Now Chalmers expounds the two-dimensional argument by which he sets considerable store. This is an argument intended to help us get  from an epistemic gap to an ontological one by invoking two-dimensional semantics and more sophisticated conceptions of possibility and conceivability.  It is as technical as that last sentence may have suggested. To illustrate its effects, Chalmers concentrates on the conceivability argument: this is basically the point often dramatised with zombies, namely that we can conceive of a world, or people, identical to the ones we’re used to in all physical respects but completely without phenomenal experience. This shows that there is something over and above the physical account, so materialism is false.  One rejoinder to this argument might be that the world is under no obligations to conform with our notions of what is conceivable; Chalmers, by distinguishing forms of conceivability and of possibility, and drawing out the relations between them, wants to say that in certain respects it is so obliged, so that either materialism is false or Russellian monism is true.  (Lack of space – and let’s be honest, brains – prevents me from giving a better account of the argument at the moment.)

Up to this point the book maintains a pretty good overall coherence, although Chalmers explicitly suggests that reading it straight through is only one approach and unlikely to be the best for most readers; from here on in it becomes more clearly an anthology of related pieces.

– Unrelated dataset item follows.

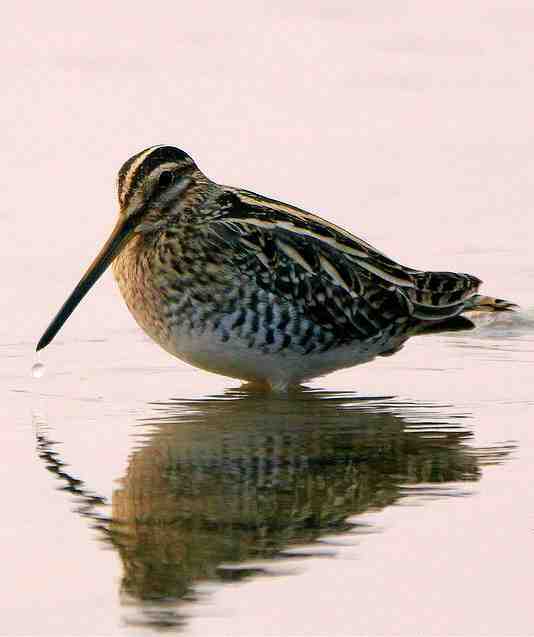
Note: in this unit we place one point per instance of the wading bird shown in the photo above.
(245, 286)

Chalmers gives us a new version of Mary the Colour Scientist (no constraint about the old favourites in this part of the book) in Inverted Mary. When original Mary sees a tomato for the first time she discovers that it causes the phenomenal experience of redness: when inverted Mary sees a tomato (we must assume that it is the same one, not a less ripe version) she discovers that it causes the phenomenal experience of greenness.  This and similar arguments have the alarming implication that the ineffability of qualia, of phenomenal experience, cannot be ring-fenced: it spills over at least into the intentionality of Mary’s knowledge and beliefs, and in fact evidently into a great deal of what we think, say and believe.  This looks worrying, but on reflection I’m not sure it’s such big news as it seems; it’s inherent in the whole problem of qualia that when we both look at a tomato I have no way of being sure that what you experience – and refer to – as red is the same as the thing I’m talking about. More comfortingly Chalmers goes on to defend a certain variety of infallibility for direct phenomenal beliefs.

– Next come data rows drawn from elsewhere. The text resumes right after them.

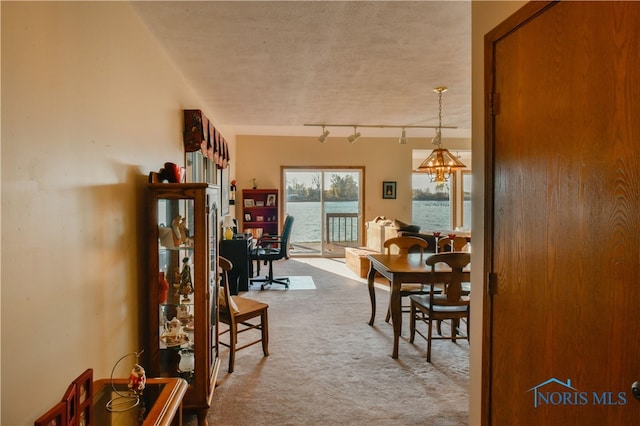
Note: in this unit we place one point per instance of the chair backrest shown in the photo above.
(225, 301)
(444, 244)
(457, 261)
(286, 233)
(406, 244)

Further chapters provide more evidence of Chalmers’ greater interest in intentionality: he reviews several forms of representationalism, the view that phenomenal experience has some intentional character (that is, it’s about or indicates something) and defends a narrow variety. He offers us a new version of the Garden of Eden, here pressed into service as a place where our experiences are direct and perfectly veridical. Chalmers uses the notion of Edenic content as a tool to break apart the constituents of experience; in fact, he seems eventually to convince himself that Edenic content is not only possible but fundamental, possibly the basis of perceptual experience. It’s an interesting idea.

Included here too is a nice piece on the metaphysics of the Matrix (the film, that is).  Chalmers entertainingly (and surely rightly) argues that the proposition that we are living in a matrix, a virtual reality world, is not sceptical, but metaphysical. It’s not, in fact, that we disbelieve in the world of the matrix, rather that we entertain some hypotheses about its ontological underpinnings. Even bits are things.

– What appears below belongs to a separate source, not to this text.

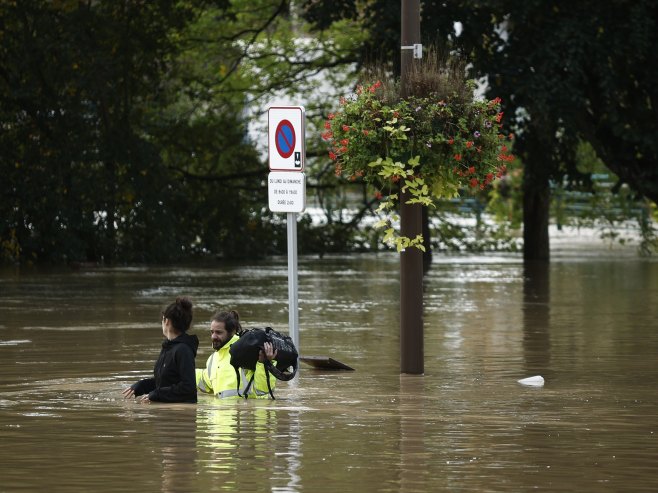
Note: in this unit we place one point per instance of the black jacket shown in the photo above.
(175, 378)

The book rounds things off with an attempt (co-authored with Tim Bayne) to sort out some of the issues surrounding the unity of consciousness, distinguishing access and phenomenal unity along the lines of Ned Block’s distinction between access and phenomenal consciousness, and upholding the necessity of phenomenal unity at least.

It’s a good, helpful book; what the content lacks in novelty it makes up in clarity. Chalmers has a persuasive style, and his expositions come across as moderate and sensible (perhaps the reduced epiphenomenalism helps a bit). It’s surprising that the denial of materialism (surely the dominant view of our time) can seem so common sense.